Publié le par Bien Faisant

 

Les changements divers, climatiques ou économiques,  qui se succèdent dans le monde obligent  les gens à s’adapter selon le mode de vie qui leur permet de vivre le mieux.

Ainsi des paysans quittent  quotidiennement leurs villages pour alourdir le rang des déshérités des bidons villes qui se construisent à la rentrée  des grandes métropoles devenues les seules boues de sauvetage pour ces derniers. Ceux  qui restent dans leurs terres  n’échappent pas à ce chamboulement. On trouve des  cultivateurs devenus des pasteurs dans certaines régions et l’inverse dans d’autres. De cette conversion forcée nait la majorité des problèmes qui a connu le monde rural et particulièrement  dans ce continent africain dont le mode de vie est  de   plus en plus traditionaliste.

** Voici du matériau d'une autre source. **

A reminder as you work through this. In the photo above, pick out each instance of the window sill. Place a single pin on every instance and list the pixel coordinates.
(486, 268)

Le conflit le plus meurtrier que connait la région actuellement, le conflit du Darfour, n’est qu’un triste exemple de se basculement de monde de vie. En effet, après la grande sécheresse que  le Soudan a connu dans les années 70,  à l’instar de  la majorité des régions sub-sahariennes dont le Darfour fait partie contrairement au reste du territoire soudanais, les pasteurs qui ont perdu leurs bétails se sont fixés dans des terres  qui ne leurs appartenaient pas forcement et ils ont commencé à cultiver celles-ci. Ce qui n’était pas du gout des cultivateurs qui se considèrent comme les véritables propriétaires de ces terres. Le conflit a donc commencé. La fosse forme actuelle du conflit, raciale ou religieuse, est  due à une succession des manipulations des divers  gouvernements qui se sont succédés, depuis, au Khartoum.

En Mauritanie, le gouvernement doit se montrer extrêmement vigilant à cette source des conflits  dans les régions rurales du pays. Surtout avec le futur retour des déportés mauritaniens du Sénégal. Ces déportés dont une  partie est encline  au mode de vie pastorale et l’autre à  l’agriculture. En effet, ces derniers vont, légitimement, revendiquer  les terres qu’ils avaient avant de quitter le pays et qui sont occupées depuis par d’autres mauritaniens. Voila le plus grand problème que la Mauritanie doit surmonter après le retour de ces citoyens mauritaniens   chez eux. Une  interprétation raciale ou culturelle, d’un éventuel conflit de cette nature en Mauritanie,  serait   complètement fallacieuse.

Bref, la civilisation mondiale s’est faite par une cohabitation entre ce deux mondes antinomiques dans leurs apparences et  complémentaires dans le fond. Mais la Barbarie aussi,  la seule différence notoire  entre les Hutu et les Tutsi c’est que les premiers sont cultivateurs et les seconds pasteurs.